Die Übertragung der Flächennutzungsplanung auf die Ämter sei insgesamt nicht nur
sachgerecht, sondern auch geboten und gemessen an dem abgeschwächten
verfassungsrechtlichen Aufgabenverteilungsprinzip verfassungslegitim.
Flächennutzungsplanung auf Amtsebene sei in besonderer Weise geeignet, den in § 3
Abs. 2 AmtsO normierten Strukturanforderungen zu genügen. Damit verfolge der
Landesgesetzgeber zugleich das verfassungsrechtlich legitime Ziel einer
Strukturstärkung gerade des ländlichen Raumes und einer Verbesserung der
regionalplanerischen Abstimmung mit benachbarten Gemeinden und Städten.
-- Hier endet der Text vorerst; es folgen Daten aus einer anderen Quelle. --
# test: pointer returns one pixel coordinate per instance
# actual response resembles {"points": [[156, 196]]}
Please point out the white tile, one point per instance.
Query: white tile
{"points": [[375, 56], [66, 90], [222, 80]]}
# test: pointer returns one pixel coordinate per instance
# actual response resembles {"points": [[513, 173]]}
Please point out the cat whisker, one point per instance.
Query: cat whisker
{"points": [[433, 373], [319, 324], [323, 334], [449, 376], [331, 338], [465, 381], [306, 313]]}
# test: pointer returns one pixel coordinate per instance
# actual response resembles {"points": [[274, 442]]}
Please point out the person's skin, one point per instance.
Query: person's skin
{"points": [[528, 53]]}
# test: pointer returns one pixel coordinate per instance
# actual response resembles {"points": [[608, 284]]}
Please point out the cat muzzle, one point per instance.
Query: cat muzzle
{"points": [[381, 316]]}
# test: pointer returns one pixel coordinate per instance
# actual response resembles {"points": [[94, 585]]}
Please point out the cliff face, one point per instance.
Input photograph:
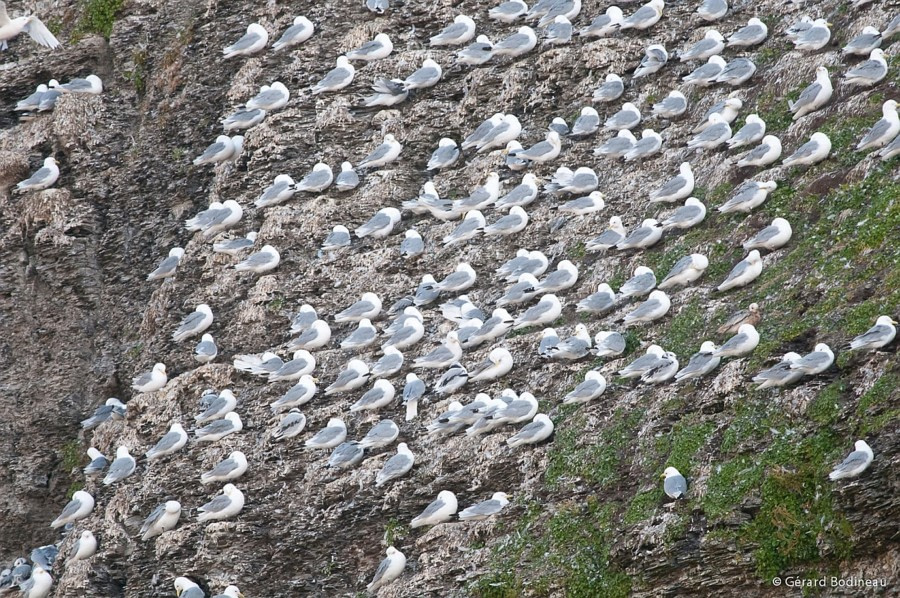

Es sei das gemeinsame zentrale Anliegen von Landtag und Landesregierung, durch die
Gemeindestruktur- und -gebietsreform die Verwaltungskraft der Gemeinden zu stärken
und die Lebensverhältnisse im gesamten Land möglichst gleichwertig zu gestalten. Dies
könne nur geschehen, wenn amtsfreie Gemeinden und Ämter als gleichwertige
Organisationsformen ausgestaltet seien. Die Übertragung der Bauleitplanung auf die
Ämter sei Teil der notwendigen materiellen Weiterentwicklung des Amtes entsprechend
den Leitlinien der Landesregierung vom 11. Juli 2000.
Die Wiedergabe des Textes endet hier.